A atuação de Katiuscia está sendo investigada pelo Ministério Público Federal em São Paulo, que criou um canal para denúncias. De acordo com oito vítimas ouvidas pela reportagem de VEJA, o modus operandi da suposta guru começava com a falsa promessa de proporcionar a suas seguidoras uma vida tão esplendorosa quanto a que ela exibia nas redes sociais. Aí engatava com as interessadas uma amizade movida a consultas pagas sobre cada passo que pretendiam dar, feitas por aplicativo e que chegavam a custar 250 dólares. No decorrer das tais consultas, as mulheres eram induzidas a se afastar da família, a viver fora do Brasil (se ainda estivessem no país) e, em alguns casos, a ir morar com ela.

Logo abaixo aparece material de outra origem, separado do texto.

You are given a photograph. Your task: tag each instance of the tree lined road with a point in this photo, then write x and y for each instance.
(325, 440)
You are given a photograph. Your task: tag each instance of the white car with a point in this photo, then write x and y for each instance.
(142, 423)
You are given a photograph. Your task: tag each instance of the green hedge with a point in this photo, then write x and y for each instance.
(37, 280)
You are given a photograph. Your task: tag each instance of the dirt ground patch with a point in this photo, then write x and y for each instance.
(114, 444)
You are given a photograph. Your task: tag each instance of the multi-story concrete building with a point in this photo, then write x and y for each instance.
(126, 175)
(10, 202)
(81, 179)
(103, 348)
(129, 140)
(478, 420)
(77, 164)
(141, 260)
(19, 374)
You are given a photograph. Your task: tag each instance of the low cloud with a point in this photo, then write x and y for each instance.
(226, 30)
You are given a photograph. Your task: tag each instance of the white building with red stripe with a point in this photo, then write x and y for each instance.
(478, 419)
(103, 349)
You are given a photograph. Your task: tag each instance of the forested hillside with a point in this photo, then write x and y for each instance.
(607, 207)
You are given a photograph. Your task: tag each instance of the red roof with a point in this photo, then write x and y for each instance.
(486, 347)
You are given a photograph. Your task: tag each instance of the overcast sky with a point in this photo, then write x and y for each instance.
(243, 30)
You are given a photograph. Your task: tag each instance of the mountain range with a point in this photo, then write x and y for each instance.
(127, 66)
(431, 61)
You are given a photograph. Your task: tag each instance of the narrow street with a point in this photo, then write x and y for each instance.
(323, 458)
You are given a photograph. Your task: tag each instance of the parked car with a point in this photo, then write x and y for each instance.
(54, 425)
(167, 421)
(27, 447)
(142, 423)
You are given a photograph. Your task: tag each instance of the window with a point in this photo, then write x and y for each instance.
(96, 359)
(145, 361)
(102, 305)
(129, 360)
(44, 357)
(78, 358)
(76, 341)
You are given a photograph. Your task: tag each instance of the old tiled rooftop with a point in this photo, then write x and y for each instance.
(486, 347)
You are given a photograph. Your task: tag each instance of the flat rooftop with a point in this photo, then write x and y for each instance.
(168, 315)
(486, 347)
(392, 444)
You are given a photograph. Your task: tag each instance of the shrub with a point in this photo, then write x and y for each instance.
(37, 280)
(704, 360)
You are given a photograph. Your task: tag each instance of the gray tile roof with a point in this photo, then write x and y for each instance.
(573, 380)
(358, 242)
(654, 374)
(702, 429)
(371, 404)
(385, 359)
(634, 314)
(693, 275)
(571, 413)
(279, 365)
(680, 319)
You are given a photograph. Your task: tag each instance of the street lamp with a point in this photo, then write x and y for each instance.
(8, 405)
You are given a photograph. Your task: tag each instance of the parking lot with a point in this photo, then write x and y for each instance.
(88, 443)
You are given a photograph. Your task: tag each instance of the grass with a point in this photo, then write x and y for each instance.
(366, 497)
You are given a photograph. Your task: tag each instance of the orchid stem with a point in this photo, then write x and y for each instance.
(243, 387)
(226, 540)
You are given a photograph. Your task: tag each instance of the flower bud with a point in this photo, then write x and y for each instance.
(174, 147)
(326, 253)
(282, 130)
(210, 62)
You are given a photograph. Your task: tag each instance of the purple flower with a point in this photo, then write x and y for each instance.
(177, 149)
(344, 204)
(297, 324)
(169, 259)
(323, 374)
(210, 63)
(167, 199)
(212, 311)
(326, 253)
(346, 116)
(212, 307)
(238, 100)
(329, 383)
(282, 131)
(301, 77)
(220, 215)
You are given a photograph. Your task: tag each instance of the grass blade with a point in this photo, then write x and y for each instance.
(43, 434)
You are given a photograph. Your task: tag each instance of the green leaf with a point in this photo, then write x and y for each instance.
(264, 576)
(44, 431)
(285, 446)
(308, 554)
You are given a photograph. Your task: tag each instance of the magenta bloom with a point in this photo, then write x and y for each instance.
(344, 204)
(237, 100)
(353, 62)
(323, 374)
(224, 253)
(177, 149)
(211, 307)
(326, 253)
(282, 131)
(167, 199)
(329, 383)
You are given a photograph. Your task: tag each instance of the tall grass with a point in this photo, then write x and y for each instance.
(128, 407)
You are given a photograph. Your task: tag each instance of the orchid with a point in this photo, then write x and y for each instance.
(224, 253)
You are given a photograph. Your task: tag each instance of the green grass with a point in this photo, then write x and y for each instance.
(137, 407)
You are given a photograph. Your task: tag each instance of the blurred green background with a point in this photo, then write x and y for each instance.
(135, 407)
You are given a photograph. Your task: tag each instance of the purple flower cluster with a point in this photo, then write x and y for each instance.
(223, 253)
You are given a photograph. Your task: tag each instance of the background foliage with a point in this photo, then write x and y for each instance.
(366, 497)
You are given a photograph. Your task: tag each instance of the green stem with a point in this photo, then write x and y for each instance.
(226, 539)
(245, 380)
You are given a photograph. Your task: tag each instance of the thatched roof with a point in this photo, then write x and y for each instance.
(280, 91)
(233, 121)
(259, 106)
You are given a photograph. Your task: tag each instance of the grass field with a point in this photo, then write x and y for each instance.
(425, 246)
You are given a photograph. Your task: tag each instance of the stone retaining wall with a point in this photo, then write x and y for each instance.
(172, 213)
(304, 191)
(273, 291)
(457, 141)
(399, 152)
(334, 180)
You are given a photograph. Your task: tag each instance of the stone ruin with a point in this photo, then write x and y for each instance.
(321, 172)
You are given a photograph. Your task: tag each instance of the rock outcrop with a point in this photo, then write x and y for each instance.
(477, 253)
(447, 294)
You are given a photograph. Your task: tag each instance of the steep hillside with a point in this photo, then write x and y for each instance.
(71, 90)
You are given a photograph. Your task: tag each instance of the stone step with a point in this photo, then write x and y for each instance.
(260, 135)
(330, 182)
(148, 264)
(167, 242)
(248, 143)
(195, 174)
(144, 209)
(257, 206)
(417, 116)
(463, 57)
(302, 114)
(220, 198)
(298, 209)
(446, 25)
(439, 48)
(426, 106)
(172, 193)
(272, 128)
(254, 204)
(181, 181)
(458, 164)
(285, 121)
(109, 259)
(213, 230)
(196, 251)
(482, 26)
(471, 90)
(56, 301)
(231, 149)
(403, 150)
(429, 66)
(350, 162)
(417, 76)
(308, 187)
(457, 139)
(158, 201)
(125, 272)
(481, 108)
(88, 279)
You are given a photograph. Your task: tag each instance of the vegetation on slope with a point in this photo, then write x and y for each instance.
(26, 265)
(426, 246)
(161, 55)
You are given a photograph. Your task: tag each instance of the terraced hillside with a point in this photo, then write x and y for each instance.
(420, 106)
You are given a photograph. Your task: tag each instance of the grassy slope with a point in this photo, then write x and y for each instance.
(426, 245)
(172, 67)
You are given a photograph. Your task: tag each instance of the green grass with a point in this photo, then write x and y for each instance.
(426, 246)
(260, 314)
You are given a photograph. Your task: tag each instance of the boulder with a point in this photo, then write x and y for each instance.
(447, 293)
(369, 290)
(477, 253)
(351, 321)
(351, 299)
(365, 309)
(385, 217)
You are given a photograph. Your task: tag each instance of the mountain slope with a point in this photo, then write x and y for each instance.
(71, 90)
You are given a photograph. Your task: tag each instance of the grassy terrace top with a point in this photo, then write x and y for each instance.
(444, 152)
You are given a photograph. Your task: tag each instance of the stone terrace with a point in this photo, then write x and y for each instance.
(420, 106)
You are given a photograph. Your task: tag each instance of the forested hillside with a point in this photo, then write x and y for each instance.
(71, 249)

O mote para os aliciamentos feitos por Katiuscia, que vez ou outra descambaram para a prostituição, era a chance de trabalhar como au pair — uma espécie de babá, função oferecida a jovens estrangeiras — ou formar sociedade em algum negócio. “Ela falava exatamente o que eu precisava ouvir e, sem perceber, comecei a fazer tudo o que pedia. Cheguei a gastar 80 000 reais para passar cinco dias na casa dela, a pretexto de montarmos uma empresa”, lembra uma advogada de São Paulo, de 32 anos, que pediu anonimato. Já a mineira Jamila Torres, 33 anos, conta que, depois de inúmeras “consultas”, também foi morar com Kat, convidada a dar aulas de ioga às clientes dela. “Fui induzida a ir a um clube de stripper e como não aceitei trabalhar lá, fui usada como doméstica da casa. Durante 42 dias, passei por situações humilhantes. Saí com a ajuda de um ex-namorado”, descreve Jamila, radicada em Boston.
A história de Katiuscia, que se diz guiada por uma entidade chamada A Voz, ganhou notoriedade após o sumiço de duas jovens que aceitaram o convite para morar em sua casa. Os pais e amigos de Letícia Maia, 21, e Desirrê Freitas, 26, foram às redes pedir ajuda para achá-las. As duas então gravaram vídeos dizendo estar bem. Letícia apareceu inclusive em uma live no Instagram, onde se irritou com os pedidos das pessoas que assistiam, entre elas a modelo Yasmin Brunet, para mostrar o local em que se encontrava. Sobrou para Yasmin: as três a acusaram de tráfico humano, ao que a modelo respondeu com um boletim de ocorrência por calúnia e difamação. “Essa mulher fez uma lavagem cerebral na minha filha, uma menina amorosa e trabalhadora”, afirma Elenize, mãe de Letícia. As buscas depararam com perfis das duas jovens em um site de encontros pagos. Elas assinaram acordos de deportação voluntária e têm 120 dias para retornar ao país.
Embora ostentasse uma vida glamorosa e cobrasse entre 5 000 e 10 000 dólares por serviços de bruxaria e banhos miraculosos, a golpista, nascida em uma família humilde de Belém, dava sinais de falta de dinheiro, pedindo transferências para sua conta com histórias desconexas, como a que fora sequestrada por russos. O advogado de Kat, Rodrigo Menezes, afirma que as acusações são infundadas — segundo o defensor, ela é “declaradamente bruxa, o que tem de ser respeitado” — e diz que solicitou à Justiça apoio psicológico. Além de ao menos quinze denúncias criminais no MPF, Kat A Luz enfrenta uma acusação na esfera civil, quatro em delegacias e uma sexta nos Estados Unidos. Vai ser preciso um feitiço bravo para se livrar de uma condenação.